Figure shows four disk drives in a logical drive: two 240 GB drives and two 400 GB drives. These drives are configured into one RAID 5 logical drive of 750 GB, plus parity and spare.


RAID 5EE Logical Drives

A RAID 5EE logical drive--also referred to as a hot space--is similar to a RAID 5 logical drive except that it includes a distributed spare drive and must be built from a minimum of four disk drives.

Unlike a hot-spare (see Working With Hot-Spares), a distributed spare is striped evenly across the disk drives with the stored data and parity data, and can’t be shared with other logical disk drives. A distributed spare improves the speed at which the logical drive is rebuilt following a disk drive failure.

A RAID 5EE logical drive protects your data and increases read and write speeds. However, capacity is reduced by two disk drives’ worth of space, which is for parity data and spare data.

In this example, S represents the distributed spare, P represents the distributed parity data.

FIGURE A-6 RAID 5EE Logical Drives


Figure shows four disk drives in a logical drive: two 240 GB drives and two 400 GB drives. These drives are configured into one RAID 5EE logical drive of 500 GB, plus parity and spare.


RAID 50 Logical Drives

A RAID 50 logical drive is built from at least six disk drives configured as two or more RAID 5 logical drives, and stripes stored data and parity data across all disk drives in both RAID 5 logical drives. (For more information, see RAID 5 Logical Drives.)

The parity data provides data protection, and striping improves performance. RAID 50 logical drives also provide high data transfer speeds.

Drive segment size is limited to the size of the smallest disk drive in the logical drive. For example, three 250 GB disk drives and three 400 GB disk drives comprise two equal-sized RAID 5 logical drives with 500 GB of stored data and 250 GB of parity data. The RAID 50 logical drive can therefore contain 1000 GB (2 x 500 GB) of stored data and 500 GB of parity data.

FIGURE A-7 RAID 50 Logical Drives


 [ D ]

In this example, P represents the distributed parity data.


RAID 6 Logical Drives

A RAID 6 logical drive--also referred to as dual drive failure protection--is similar to a RAID 5 logical drive because it uses data striping and parity data to provide redundancy. However, RAID 6 logical drives include two independent sets of parity data instead of one. Both sets of parity data are striped separately across all disk drives in the logical drive.

RAID 6 logical drives provide extra protection for your data because they can recover from two simultaneous disk drive failures. However, the extra parity calculation slows performance (compared to RAID 5 logical drives).

RAID 6 logical drives must be built from at least four disk drives. Maximum stripe size depends on the number of disk drives in the logical drive.

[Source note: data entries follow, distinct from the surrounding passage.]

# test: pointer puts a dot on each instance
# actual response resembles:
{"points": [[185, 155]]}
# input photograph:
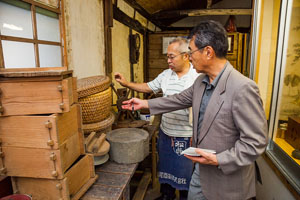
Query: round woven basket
{"points": [[92, 85], [99, 126], [96, 107]]}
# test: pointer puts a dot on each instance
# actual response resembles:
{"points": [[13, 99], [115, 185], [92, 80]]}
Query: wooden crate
{"points": [[292, 135], [41, 146], [40, 92], [73, 185]]}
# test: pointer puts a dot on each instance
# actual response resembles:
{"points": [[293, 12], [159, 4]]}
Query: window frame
{"points": [[284, 163], [35, 41]]}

FIGURE A-8 RAID 6 Logical Drives


Figure shows four disk drives in a logical drive: two 240 GB drives and two 400 GB drives. These drives are configured into one RAID 6 logical drive of 500 GB plus parity (P1 and P2).


RAID 60 Logical Drives

Similar to a RAID 50 logical drive (see RAID 50 Logical Drives), a RAID 60 logical drive--also referred to as dual drive failure protection-- is built from at least eight disk drives configured as two or more RAID 6 logical drives, and stripes stored data and two sets of parity data across all disk drives in both RAID 6 logical drives.

Two sets of parity data provide enhanced data protection, and striping improves performance. RAID 60 logical drives also provide high data transfer speeds.